Are medicines affordable for health systems? The myths, the facts and the way forward
The debate on access to medicines often focuses on the “three A’s” – Access, Availability and Affordability. All these dimensions are important for new (and old) medicines to actually reach the patients that need them.
Access and availability are relatively easy to comprehend as concepts. Although the reasons for lack of availability or access are often many and complex – relating to pricing and reimbursement systems of Member States and regions, health budgets, cross-border trade, reference pricing systems and the commercial decision-making of pharma companies reacting to these realities – they are fairly easy to measure. EFPIA has for many years published yearly “WAIT report”, mapping access of and availability to innovative medicines in Europe.
Affordability on the other hand is a more relative concept that requires some further reflection.
First of all, affordable in relation to what? Affordability depends not only on the price of a product or service, but also on the budget available and who is paying. Installing a Proton Beam Therapy System is not something any normal hospital can afford on their budget, which is why these investments are often made through regional cooperation or national-level funding.

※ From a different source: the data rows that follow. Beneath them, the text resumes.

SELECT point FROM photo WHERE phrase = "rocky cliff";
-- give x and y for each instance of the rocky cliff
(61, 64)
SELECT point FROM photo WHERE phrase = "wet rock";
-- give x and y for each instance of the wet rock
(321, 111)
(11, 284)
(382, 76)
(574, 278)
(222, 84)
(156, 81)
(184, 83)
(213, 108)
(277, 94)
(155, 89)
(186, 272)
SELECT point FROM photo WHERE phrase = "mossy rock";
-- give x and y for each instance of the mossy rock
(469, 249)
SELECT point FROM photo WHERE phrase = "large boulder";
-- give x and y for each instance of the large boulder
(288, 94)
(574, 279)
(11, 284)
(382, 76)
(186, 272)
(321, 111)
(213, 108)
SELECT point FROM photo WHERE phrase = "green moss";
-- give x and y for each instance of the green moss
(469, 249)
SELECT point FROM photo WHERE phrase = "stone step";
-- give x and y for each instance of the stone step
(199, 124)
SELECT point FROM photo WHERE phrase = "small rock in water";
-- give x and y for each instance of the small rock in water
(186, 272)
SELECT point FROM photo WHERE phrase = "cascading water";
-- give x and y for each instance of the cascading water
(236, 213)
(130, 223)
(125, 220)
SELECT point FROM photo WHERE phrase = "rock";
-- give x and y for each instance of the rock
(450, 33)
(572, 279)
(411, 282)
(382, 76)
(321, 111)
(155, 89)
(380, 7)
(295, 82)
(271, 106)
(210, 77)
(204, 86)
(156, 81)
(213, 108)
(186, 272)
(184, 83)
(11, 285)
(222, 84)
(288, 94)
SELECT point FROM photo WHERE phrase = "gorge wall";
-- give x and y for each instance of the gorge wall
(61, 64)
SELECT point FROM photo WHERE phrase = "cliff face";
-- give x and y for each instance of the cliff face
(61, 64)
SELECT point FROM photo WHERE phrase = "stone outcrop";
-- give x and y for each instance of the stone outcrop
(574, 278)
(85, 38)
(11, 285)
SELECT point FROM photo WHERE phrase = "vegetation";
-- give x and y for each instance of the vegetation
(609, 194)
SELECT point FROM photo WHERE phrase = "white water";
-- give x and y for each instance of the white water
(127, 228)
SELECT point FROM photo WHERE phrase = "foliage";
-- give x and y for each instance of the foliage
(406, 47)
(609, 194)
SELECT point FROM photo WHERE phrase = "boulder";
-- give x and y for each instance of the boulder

Secondly, affordable in which perspective? European health systems spent a lot of money – like a lot - on COVID-19 tests to identify new cases and contain the spread of the pandemic. But the cost of NOT containing the disease, including hospitals being overwhelmed by critically ill patients, would have been much higher. Smart spending will help you save costs elsewhere or in the longer term, making it the more affordable option at system and societal level.

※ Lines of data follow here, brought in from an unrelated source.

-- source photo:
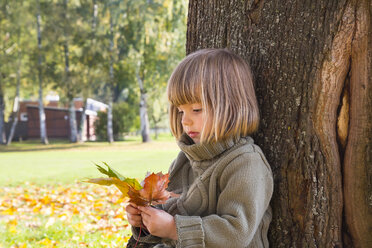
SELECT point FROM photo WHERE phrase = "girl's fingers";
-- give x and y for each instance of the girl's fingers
(132, 210)
(147, 210)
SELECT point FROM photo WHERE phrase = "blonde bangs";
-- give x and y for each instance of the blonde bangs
(222, 82)
(183, 86)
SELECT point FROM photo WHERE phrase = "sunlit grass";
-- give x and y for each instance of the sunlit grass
(67, 163)
(43, 202)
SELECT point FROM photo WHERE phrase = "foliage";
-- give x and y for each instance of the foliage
(124, 120)
(151, 191)
(142, 36)
(77, 215)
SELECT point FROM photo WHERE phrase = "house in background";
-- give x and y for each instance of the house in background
(57, 119)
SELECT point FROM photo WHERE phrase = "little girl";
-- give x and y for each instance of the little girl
(224, 181)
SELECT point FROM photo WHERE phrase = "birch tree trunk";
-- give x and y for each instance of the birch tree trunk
(72, 121)
(71, 109)
(313, 66)
(145, 125)
(15, 104)
(82, 122)
(2, 107)
(110, 130)
(43, 133)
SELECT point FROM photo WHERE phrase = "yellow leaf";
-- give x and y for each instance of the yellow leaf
(13, 229)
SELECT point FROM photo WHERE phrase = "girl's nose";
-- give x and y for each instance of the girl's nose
(186, 121)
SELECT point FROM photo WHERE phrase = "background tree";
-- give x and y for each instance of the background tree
(42, 119)
(313, 66)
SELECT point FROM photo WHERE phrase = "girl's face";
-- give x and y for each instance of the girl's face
(192, 120)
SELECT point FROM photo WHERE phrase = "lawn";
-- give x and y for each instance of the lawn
(44, 203)
(63, 162)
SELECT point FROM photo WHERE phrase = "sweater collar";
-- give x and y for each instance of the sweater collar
(200, 152)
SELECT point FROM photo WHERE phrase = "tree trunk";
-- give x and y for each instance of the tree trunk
(15, 104)
(43, 133)
(70, 90)
(145, 125)
(110, 130)
(312, 63)
(2, 107)
(82, 123)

Thirdly, affordable for who? Obviously medicines should be affordable for patients, and this is the raison d'être for our European health systems based on Universal Health Coverage. No one should have to refrain from going to the pharmacy and getting their medicines because they can’t afford it on their salary or pension or social benefits. Unfortunately, some European countries still have very high patient co-payment rates for prescription medicines. This is a clear barrier for access that also puts many patients in financial risk, and needs to be addressed.
Now the key question should be: are medicines affordable for health systems?
In the Commission’s Pharmaceutical Strategy for Europe, you can read the following:
“The affordability of medicines has implications for both public and household finances. It poses a growing challenge for the majority of Member States. /…/ This puts the budgetary sustainability of health systems at risk, and reduces the possibilities for patients to have access to these medicines.”
This sounds dramatic, and the notion of pharmaceutical expenditure making health budgets unsustainable is put forward as a key reason for several proposals in the Strategy, including to review protection periods for innovative medicines. So, is it true? Is medicines expenditure bankrupting European health systems?
We asked IQVIA to crunch the numbers for all European countries where there is reliable data available. What we wanted to find out was the net, total cost for health systems of pharmaceuticals as a share of total healthcare expenditure. What does this mean?
Net - meaning after rebates and (when it is possible to calculate) clawbacks. This is important, as there is a difference between the list (public) and net price of innovative medicines because of rebates and discounts, and this difference has been growing in most countries during recent years.
Total – meaning pharmaceuticals sold and dispensed through all channels, both through pharmacies and in hospitals. This point in particular has been contentious in the debate, as most available public data (e.g., OECD data) does not always include pharmaceutical expenditure in hospitals. For this study, IQVIA had to create bespoke methodologies for each country, complementing OECD or other officially reported data with their own data on pharmaceutical sales, to arrive at the total number.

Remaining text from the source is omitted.